Restons poly

Le cœur transpercé

portrait de caroline Saillet

Cette Semaine Sainte a été des plus difficiles. Marie Océane était entre la vie et la mort, ne pouvant plus respirer à cause d’une grippe A et d’une pneumopathie d’inhalation gravissime. En toute humilité, j’ai ressenti beaucoup de ce que le Christ a dû vivre au cours de cette semaine si douloureuse. C’était extrêmement troublant.  
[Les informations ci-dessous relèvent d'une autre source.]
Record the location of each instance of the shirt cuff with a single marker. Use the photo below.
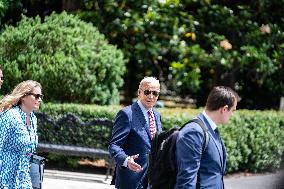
(125, 162)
La peur de l’issue de son état, l’angoisse extrême jusqu’à en transpirer. La douleur de voir mon enfant tant souffrir et de ne rien pouvoir faire. Elle étouffait et me regardait avec tellement d’angoisses dans les yeux. Elle tirait ses bras en l’air, en croix. Je ne pouvais qu’être à ses côtés, nuit et jour, et prier, prier, prier. Mon cœur transpercé explosait de douleur et d’angoisse. Mon impuissance face à l’accélération des symptômes qui l’ont conduite en réanimation. La seule chose que j’ai hurlée en arrivant : « J’ai soif, j’ai soif ! ». C’en était troublant.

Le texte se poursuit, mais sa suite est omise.